Most Talkative. Boy Crazy. Social Butterfly. These accolades permanently lived below my name in the yearbook. Naturally, I assumed the role of extrovert among my peers. I was outspoken in class and friends with everyone. But something always felt off.
Crowded parties made me anxious and, as I grew older, I found myself preferring books and movies over a night out at the bar. I didn’t understand why, as a person who always shared her opinion and enjoyed seeing other people happy, I could feel so uncomfortable being with those people. Still touting my extrovert badge years later despite becoming increasingly anxious about it, a friend told me how she likes to know someone’s Myers-Briggs type (MBTI) because it helped her understand how best to relate to them. She then guessed that my type is an INFJ. Clearly living under a rock, I didn’t understand what she meant. So, I took an online quiz to learn my MBTI and she was right about all except one letter—displayed in bold letters was INFP—or rather, Introversion, Intuition, Feeling, and Perceiving. Suddenly, everything I identified with was wrong.
But it also made sense. Reading the description of an INFP—someone who is quietly caring, compassionate, inquisitive, and creative, who pursues meaning and harmony, is independent and adaptable—I came to understand myself better.
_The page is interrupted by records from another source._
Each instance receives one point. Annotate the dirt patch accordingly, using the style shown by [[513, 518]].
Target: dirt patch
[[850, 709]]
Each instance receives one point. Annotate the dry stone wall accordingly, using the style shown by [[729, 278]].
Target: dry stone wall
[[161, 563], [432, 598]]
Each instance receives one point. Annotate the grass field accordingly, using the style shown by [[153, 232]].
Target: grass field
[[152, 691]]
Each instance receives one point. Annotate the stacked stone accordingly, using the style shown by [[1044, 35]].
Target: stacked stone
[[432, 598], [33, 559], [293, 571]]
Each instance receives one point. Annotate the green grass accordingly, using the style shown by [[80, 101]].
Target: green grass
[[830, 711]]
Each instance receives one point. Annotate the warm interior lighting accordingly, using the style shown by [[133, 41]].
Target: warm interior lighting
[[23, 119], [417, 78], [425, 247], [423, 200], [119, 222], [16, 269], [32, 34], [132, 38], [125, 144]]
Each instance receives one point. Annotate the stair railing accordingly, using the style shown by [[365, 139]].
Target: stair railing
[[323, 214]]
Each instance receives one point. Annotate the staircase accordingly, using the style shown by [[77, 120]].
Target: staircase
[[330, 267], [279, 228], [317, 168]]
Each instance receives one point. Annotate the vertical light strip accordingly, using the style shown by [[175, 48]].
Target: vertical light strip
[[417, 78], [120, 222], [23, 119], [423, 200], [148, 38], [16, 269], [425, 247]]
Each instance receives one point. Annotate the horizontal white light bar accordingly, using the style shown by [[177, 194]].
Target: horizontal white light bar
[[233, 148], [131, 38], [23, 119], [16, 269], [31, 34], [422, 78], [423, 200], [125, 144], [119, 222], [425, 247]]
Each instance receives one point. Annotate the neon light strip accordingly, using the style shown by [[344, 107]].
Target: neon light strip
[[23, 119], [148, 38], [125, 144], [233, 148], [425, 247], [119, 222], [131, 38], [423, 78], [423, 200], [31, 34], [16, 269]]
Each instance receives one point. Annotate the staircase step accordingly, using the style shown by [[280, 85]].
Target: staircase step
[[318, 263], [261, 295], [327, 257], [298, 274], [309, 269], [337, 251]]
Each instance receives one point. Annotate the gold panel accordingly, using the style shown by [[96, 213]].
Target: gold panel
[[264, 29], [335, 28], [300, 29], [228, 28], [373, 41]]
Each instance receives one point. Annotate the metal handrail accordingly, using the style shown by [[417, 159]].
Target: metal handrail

But I wanted to better understand my new qualifier. No longer feeling boxed into “extrovert” and “life of the party”, I was now, and perhaps always was, an INFP—and it felt good. I looked at each descriptor of the personality type and surveyed my memories, my habits, and my relationships to see how it played out. Reading the words “quietly caring” turned on a light inside me. Despite feeling out of place in bars or crowded parties, I was always the perfect wing-woman, making sure my friends were enjoying themselves and stepping in whenever someone had a little too much to drink or needed a way out of an unwelcome conversation. It also made sense why I felt lonely and responsible if I saw someone dining alone or catching a Friday night movie solo. But I also understood that I felt compassion for their choice. These words—quietly caring—made me feel less like an outcast for not enjoying myself in the social situations my friends so loved. It was like someone told me it’s OK, if not crucial to my survival, to enjoy my solitude.
Being a newly minted INFP also helped me navigate my work as a Human Resources Manager where my entire role centers around helping people. It made sense I gravitated toward this role as an “empathic helper” but consistently felt helpless for not being able to fix all that was wrong. In other words, I wasn’t able to achieve the harmony an INFP so deeply craves. For most of my life, I had felt at odds with myself, like a pushover, a loner, an innocent, and not fitting into the box others had drawn for me only served to increase my anxiety and aggravate feelings of depression. But as I devoured information on INFPs, I realized that my nights in a bubble bath instead of a bar weren’t at odds with who I was—they were self-care. I felt less like a stranger in my skin. I felt like myself. I still struggle with anxiety and depression, but knowing my MBTI—knowing myself—gave me the tools to better understand my feelings and forgive myself for not fitting my original view of “normal”.
For most of my life, I had felt at odds with myself.